Ernest told me Friday evening that an obvious next step for his software would be for manned-unmanned aircraft teaming, such as the work the Air Force has begun doing on the F-35.
I shared the article about the test results with Dave Deptula, the first commander to fire a weapon from a drone and an early leader in the service’s commitment to unmanned aircraft.
“The capability described isn’t ready for prime time in a fighter yet, but it is just like any technology, it will advance way beyond current capabilities,” Deptula said in an email after reading the paper. “While it may be a while before it can actually be trusted to run autonomously, it may have great applications in: 1) providing inputs/advice to manned operators; 2) acting as the basic decision tools for UAVs when faced with a new situation and unable to communicate; and 3) acting in a more advanced state to coordinate swarms of UCAVs operating under a single operator, who can’t real-time manage all of them at once. A human can give general inputs and guidance to the swarm, and be confident that in general, relying on advanced computational capability, the swarm will behave as required.”
A key advantage of the fuzzy logic approach Ernest has taken with ALPHA is that the system can be proven safe, which would not be true with a true learning AI. “We can produce mathemical proofs that the AI won’t do anything bad,” he told me .
While the fuzzy logic program may spark excitement, it’s helpful to remember how much software has already accomplished — and how far it still has to go.
“For instance, there are already many examples where computer algorithms do things far better than human beings can. Try hand-flying an inherently unstable F-16 or B-2 without the fly-by-wire algorithms making thousands of corrections a second, and you’ll be a ‘smoking hole’ in no time,” says Deptula, now the head of the Air Force Association’s Mitchell Institute. “However, there are other areas in which computers alone can’t come close to what a human can accomplish from a complete system perspective—brain surgery; art; foreign policy, etc.. This technology, in the same way, will be able to do some things far better—or more effectively, or more efficiently, or all three—than a human can do…but that doesn’t mean it’s more advanced or less advanced than the human brain.

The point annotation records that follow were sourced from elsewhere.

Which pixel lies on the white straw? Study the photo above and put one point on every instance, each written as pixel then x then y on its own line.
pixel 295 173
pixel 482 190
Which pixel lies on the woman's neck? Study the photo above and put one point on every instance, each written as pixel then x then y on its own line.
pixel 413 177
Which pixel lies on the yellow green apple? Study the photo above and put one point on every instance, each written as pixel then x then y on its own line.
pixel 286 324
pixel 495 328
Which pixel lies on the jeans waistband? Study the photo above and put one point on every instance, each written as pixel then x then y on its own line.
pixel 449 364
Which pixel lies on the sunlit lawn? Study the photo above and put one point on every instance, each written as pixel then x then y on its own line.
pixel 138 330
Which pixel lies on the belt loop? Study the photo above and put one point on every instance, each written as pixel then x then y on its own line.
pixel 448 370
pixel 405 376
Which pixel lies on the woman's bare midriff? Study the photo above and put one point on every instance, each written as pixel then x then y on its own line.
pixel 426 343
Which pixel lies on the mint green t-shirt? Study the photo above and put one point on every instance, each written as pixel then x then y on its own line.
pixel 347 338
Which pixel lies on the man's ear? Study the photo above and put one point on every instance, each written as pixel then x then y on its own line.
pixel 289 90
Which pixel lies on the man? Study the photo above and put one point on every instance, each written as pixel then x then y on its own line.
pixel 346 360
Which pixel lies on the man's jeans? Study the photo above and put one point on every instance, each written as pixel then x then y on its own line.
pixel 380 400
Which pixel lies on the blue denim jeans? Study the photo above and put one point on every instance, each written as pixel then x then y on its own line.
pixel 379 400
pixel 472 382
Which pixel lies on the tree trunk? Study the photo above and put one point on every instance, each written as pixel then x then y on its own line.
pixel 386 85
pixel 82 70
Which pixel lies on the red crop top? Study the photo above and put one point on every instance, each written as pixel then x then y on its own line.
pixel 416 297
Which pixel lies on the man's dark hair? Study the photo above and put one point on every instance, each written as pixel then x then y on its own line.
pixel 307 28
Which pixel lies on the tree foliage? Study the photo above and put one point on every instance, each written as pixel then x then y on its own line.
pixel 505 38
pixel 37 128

It’s just completely different.”
Defense Secretary Ash Carter’s point man on technological innovation, Strategic Capabiities Office director William Roper, has said that humans need to learn to “quarterback” teams of autonomous war machines rather than each human operating one machine directly.
“The thing that’s scary… is that there’s no reason that the processing time and the reaction time from those (artificial intelligences) will not continually speed up beyond the human ability to interface with it,” said Roper. While the US will insist on human control of lethal weapons, even if that slows the response, others may not. “There’s going to be a whole level of conflict and warfare that takes place before people even understand what’s happening.”
Gene Lee’s comment about how well the PSIBERNETIX software performed sounds eerily similar to Roper’s caution about speed.
Deptula worries not so much about how the speed of machine decisions but about human decisions, especially in the acquisition community: “The outstanding question is will our anachronistic, industrial age national security architecture be wise enough to restructure itself to capitalize on these kind of advances?”
Perhaps we can program computers to take inputs from scientific papers and Pentagon war games and offer recommendations on what we should build. Just don’t hook them up to 3D printers or the Terminator scenario may arrive more quickly than we expect.